PP1 mediates direct inhibition of NKCC1. K⁺ uptake of X. laevis oocytes expressing 15 ng of mutant NKCC1 (F79A, white bars) or wild-type NKCC1 (gray bar) in the presence or absence of 10 ng of wild-type SPAK (SPAK (wt)), wild-type WNK4 (WNK4 (wt)), wild-type PP1 (PP1 (wt)), and constitutively active SPAK (SPAK (ca)) under isosmotic (195 mosmol) conditions. All conditions were repeated twice with similar results. Bars represent mean ± S.E. (n = 20 oocytes). Asterisk denotes statistical significance (p < 0.001). Inset, amino acid sequence of mouse NKCC1 (residues 132–141) with overlapping binding sites for SPAK and PP1 highlighted by horizontal bars.

FIGURE 4.

AATYK inhibition of NKCC1 activity is prevented by a constitutively active SPAK. K⁺ uptake of X. laevis oocytes expressing 15 ng of wild-type NKCC1 in the presence or absence of 10 ng of wild-type SPAK (SPAK (wt)), wild-type WNK4 (WNK4 (wt)), wild-type AATYK (AATYK (wt)), and constitutively active SPAK (SPAK (ca)) under isosmotic (195 mosmol) conditions. All conditions were repeated twice with similar results. Bars represent mean ± S.E. (n = 20 oocytes). Asterisk denotes statistical significance (p < 0.001). Letters a, b, and c indicate specific comparisons discussed in the text. Inset, amino acid sequence of mouse AATYK (residues 1170–1178 and 1277–1294) with the one PP1 and two SPAK binding sites highlighted by horizontal bars.

FIGURE 5.

Scaffolding of SPAK and PP1 increases the rate of kinase dephosphorylation. A, autoradiograph of a 45-min kinase reaction involving wild-type SPAK and wild-type NKCC1, followed by the addition of 2.5 units of recombinant PP1 for 5–30 min. One unit of PP1 hydrolyzes 1 nmol of substrate in 1 min. Upper panel, SPAK signal from reaction containing wild-type SPAK only; middle panel, SPAK signal from reaction containing both wild-type SPAK and wild-type NKCC1; bottom panel, NKCC1 signal from reaction containing both wild-type SPAK and wild-type NKCC1. B, densitometry analysis of the upper panel A (open triangles), middle panel A (open squares), and bottom panel A (filled circles).

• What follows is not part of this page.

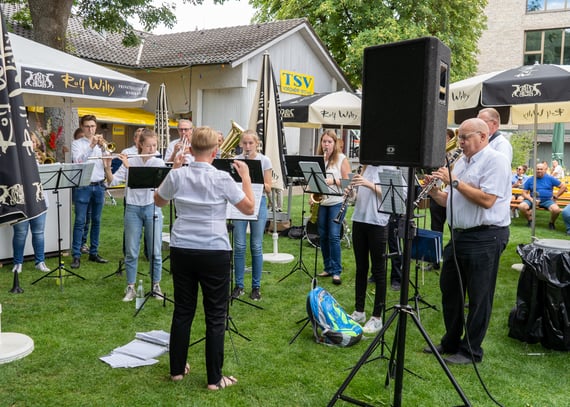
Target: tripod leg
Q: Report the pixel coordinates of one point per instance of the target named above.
(440, 360)
(338, 395)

C, autoradiograph of a 45-min kinase reaction involving wild-type SPAK, wild-type NKCC1, and SPAK binding-deficient NKCC1 (F79A and F135A), followed by the addition of specified units of recombinant PP1 for 10 min. Upper panel, SPAK signal from the reaction containing both wild-type SPAK and SPAK binding-deficient NKCC1; middle panel, SPAK signal from reaction containing both wild-type SPAK and wild-type NKCC1; bottom panel, NKCC1 signal from reaction containing both wild-type SPAK and wild-type NKCC1. D, densitometry analysis of upper panel C (open diamonds), middle panel C (open squares), and bottom panel C (filled circles). Western blot analysis demonstrates that both wild-type NKCC1 (wt) and SPAK binding-deficient NKCC1 (bd) were present in sufficient amounts in their respective experiments (D, inset). Assays were repeated twice with similar results.